Her shock showed plainly to her captor. His lips pulled back in a small, satisfied smile.
“You had no idea what Chandler did when he left his fancy office, did you, missy? You ought to thank me. I’m saving you from marrying a killer.”
Chloe stared at him, aghast. Her mouth opened, closed, opened again. “No! I don’t—I can’t—Oh, God, I just can’t believe that Mase...my Mase...”
Ever afterward she would give regular and fervent thanks for her stuttering incoherence. It seemed to amuse her captor. It certainly deepened the intensity of his satisfaction. Even more important, it diverted his attention for a second or two...just long enough for Chloe to catch the sudden movement of the shadow thrown against the cliff face behind him.
Her babbling became more desperate, more strident.
“You’ve followed the wrong man. Mase isn’t a killer. He wouldn’t hurt anyone.”
She used the leg bent under her to push herself up on one knee. The shadow painted on the cliff behind her captor shifted again.
“I know Mase,” she cried. “I love him. He’s not a killer.”
Then, in a few split seconds, the world around her erupted into violence.
A boot scraped on rock.
Her captor swore, snatched up his rifle, swung around.
A shot exploded at the exact instant Chloe threw herself across the rocks.
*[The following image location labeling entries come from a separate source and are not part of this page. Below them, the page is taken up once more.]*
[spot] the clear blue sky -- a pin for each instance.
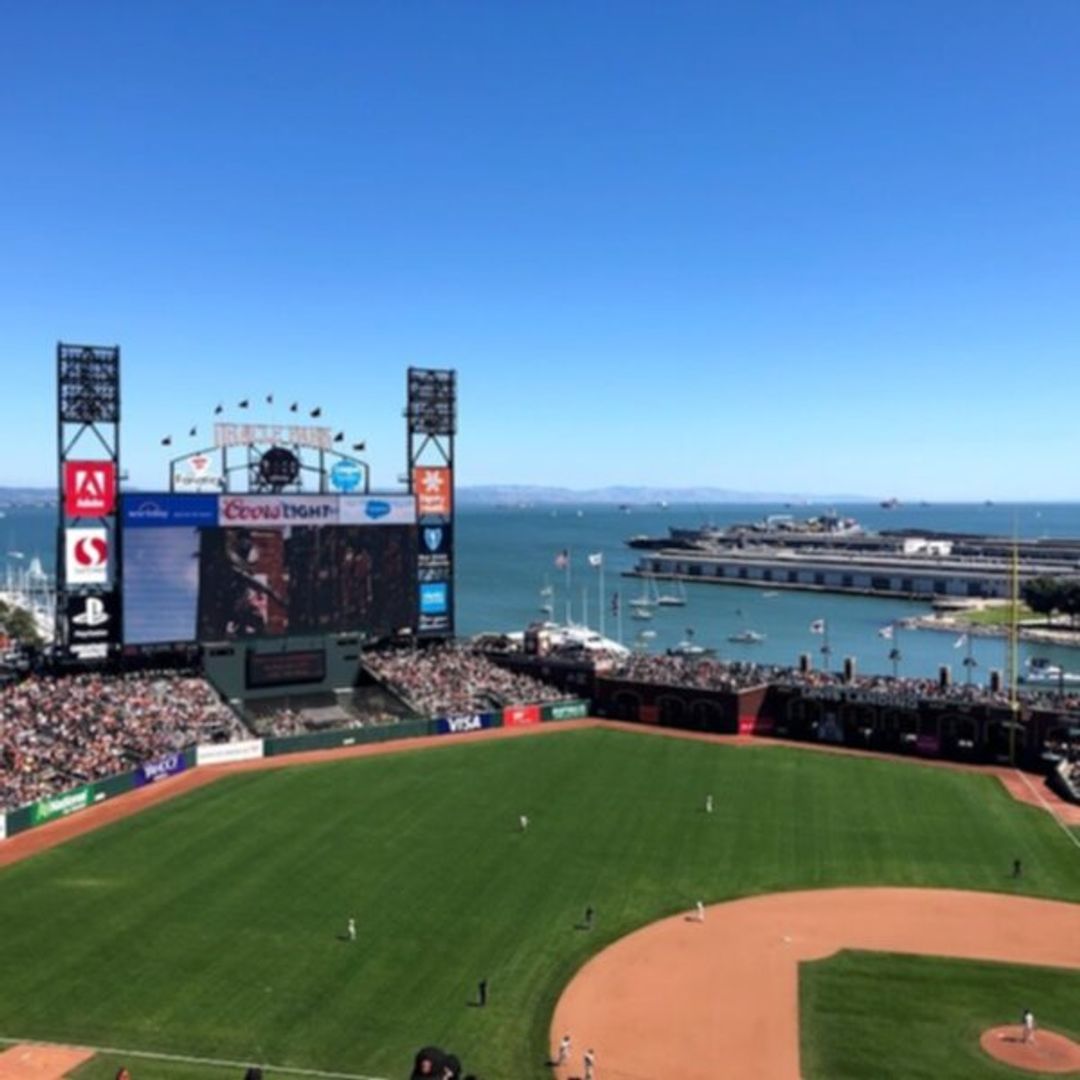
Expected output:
(794, 246)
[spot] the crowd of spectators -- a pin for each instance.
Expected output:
(699, 673)
(56, 733)
(706, 674)
(455, 678)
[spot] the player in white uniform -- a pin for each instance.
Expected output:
(1028, 1026)
(564, 1050)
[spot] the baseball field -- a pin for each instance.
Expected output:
(212, 926)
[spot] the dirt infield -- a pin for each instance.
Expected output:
(1049, 1052)
(24, 845)
(679, 996)
(37, 1062)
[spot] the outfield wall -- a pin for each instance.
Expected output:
(211, 754)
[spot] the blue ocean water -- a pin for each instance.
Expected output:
(505, 556)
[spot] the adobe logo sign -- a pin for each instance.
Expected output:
(90, 488)
(86, 559)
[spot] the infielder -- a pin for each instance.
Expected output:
(590, 1064)
(564, 1050)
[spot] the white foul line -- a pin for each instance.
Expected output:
(1045, 806)
(220, 1063)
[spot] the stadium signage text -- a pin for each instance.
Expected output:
(459, 725)
(90, 488)
(61, 806)
(150, 772)
(219, 753)
(277, 434)
(277, 511)
(86, 561)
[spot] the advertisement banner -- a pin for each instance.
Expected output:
(435, 547)
(377, 510)
(346, 475)
(565, 711)
(90, 488)
(93, 624)
(434, 598)
(219, 753)
(433, 489)
(86, 556)
(167, 511)
(150, 772)
(461, 725)
(59, 806)
(278, 511)
(197, 474)
(521, 716)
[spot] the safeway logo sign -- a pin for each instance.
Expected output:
(90, 488)
(86, 559)
(432, 487)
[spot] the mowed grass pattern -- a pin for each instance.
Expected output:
(211, 925)
(921, 1014)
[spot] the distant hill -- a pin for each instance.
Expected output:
(502, 495)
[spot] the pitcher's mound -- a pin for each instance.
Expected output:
(1048, 1053)
(38, 1062)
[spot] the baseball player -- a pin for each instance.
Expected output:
(1028, 1026)
(590, 1064)
(564, 1051)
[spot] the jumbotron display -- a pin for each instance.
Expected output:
(214, 568)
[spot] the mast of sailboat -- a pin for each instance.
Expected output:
(1013, 638)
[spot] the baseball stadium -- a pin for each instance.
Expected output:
(264, 814)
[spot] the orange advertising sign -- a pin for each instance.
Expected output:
(433, 490)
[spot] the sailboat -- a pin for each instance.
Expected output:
(746, 636)
(676, 598)
(646, 601)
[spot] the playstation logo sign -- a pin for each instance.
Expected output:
(93, 613)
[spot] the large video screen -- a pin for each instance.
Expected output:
(210, 568)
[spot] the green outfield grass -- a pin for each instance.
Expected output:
(861, 1009)
(210, 925)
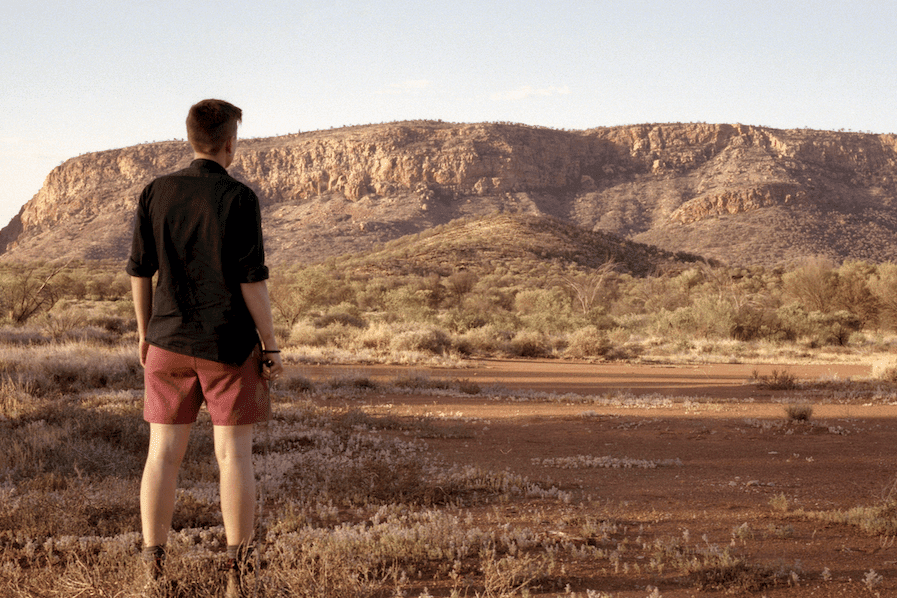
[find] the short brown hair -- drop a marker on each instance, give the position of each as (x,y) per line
(210,123)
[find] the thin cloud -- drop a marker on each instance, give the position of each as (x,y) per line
(528,91)
(405,87)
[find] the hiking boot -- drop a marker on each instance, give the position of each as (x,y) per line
(154,565)
(235,571)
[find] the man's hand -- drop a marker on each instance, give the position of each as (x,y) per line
(143,349)
(272,366)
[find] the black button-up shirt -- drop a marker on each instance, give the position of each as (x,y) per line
(200,229)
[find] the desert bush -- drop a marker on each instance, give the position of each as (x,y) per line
(429,339)
(588,342)
(27,290)
(833,328)
(486,340)
(799,412)
(309,335)
(408,304)
(529,343)
(549,311)
(71,367)
(813,284)
(777,380)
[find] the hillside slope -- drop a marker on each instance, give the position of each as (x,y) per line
(739,194)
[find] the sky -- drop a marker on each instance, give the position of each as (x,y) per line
(79,76)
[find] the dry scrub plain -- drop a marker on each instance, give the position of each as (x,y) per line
(501,478)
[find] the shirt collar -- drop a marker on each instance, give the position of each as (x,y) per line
(208,166)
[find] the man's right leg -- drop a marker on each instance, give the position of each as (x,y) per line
(158,488)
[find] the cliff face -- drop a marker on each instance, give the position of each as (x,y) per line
(736,193)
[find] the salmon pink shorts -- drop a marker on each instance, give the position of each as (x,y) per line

She crashed into her kidnapper, taking him down with her just as Mase dropped from the cliff above. Blinded by a cloud of stinging cordite, deafened by the crack of the rifle, she used her forehead and her shoulder and her knee to inflict what damage she could on her captor before she was thrust violently against the rocks.
By the time a wash of tears had cleared the burning cordite, her kidnapper lay sprawled across the rocks. Mase crouched over him, his chest heaving. For a second, just a second, Chloe saw murder in his eyes.